Not only the famous are represented here; there are stories of Preachers, Nuns, and even working men and women who have made a difference in the lives of others. For instance, there is the story of Oddie Cox, an educator of the so-called “Negro Schools” in North Carolina during the days of Jim Crow. He had been the Principal of the Institution he ran, but only gets his teaching certificate 20 years after first enrolling; not because he didn’t attend; but because he took only courses which would benefit his students when he passed that knowledge onto them. The College Board awarded him a degree based on his accumulated knowledge, and the way in which he used that to better the lives of others.

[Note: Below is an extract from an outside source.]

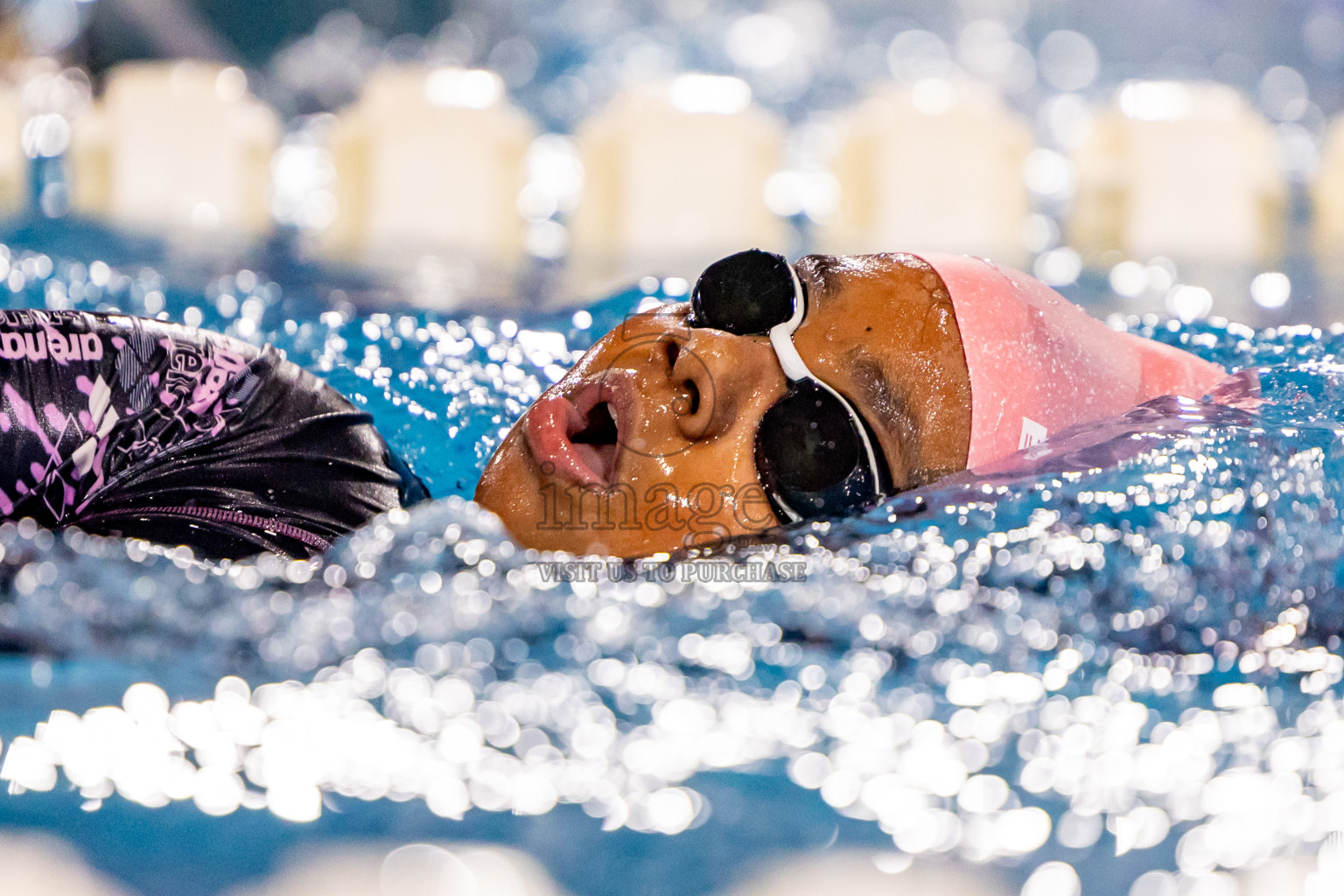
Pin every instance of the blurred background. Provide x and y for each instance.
(1171, 156)
(1180, 158)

The stories of a woman Chimney Sweep; helicopter pioneer Igor Sikorsky; and Pearl S. Buck’s account of an old Chinese Empress, all make this a wonderfully fulfilling read. There is literally something in here to satisfy anyone who might pick it up. Ma Pullen, of Pullen House fame in Alaska, is a great example.

And, as always with this type of book, you can pick it up and open to any chapter to begin, making it a perfect book for the beach, as well as the aforementioned airports. If the book is not available at your local library, then you can pick this one up on line for less than $5 bucks. Sue picked this one up in a basket full of books she bought last weekend at an auction. She bought the basket, but I’m reading the books.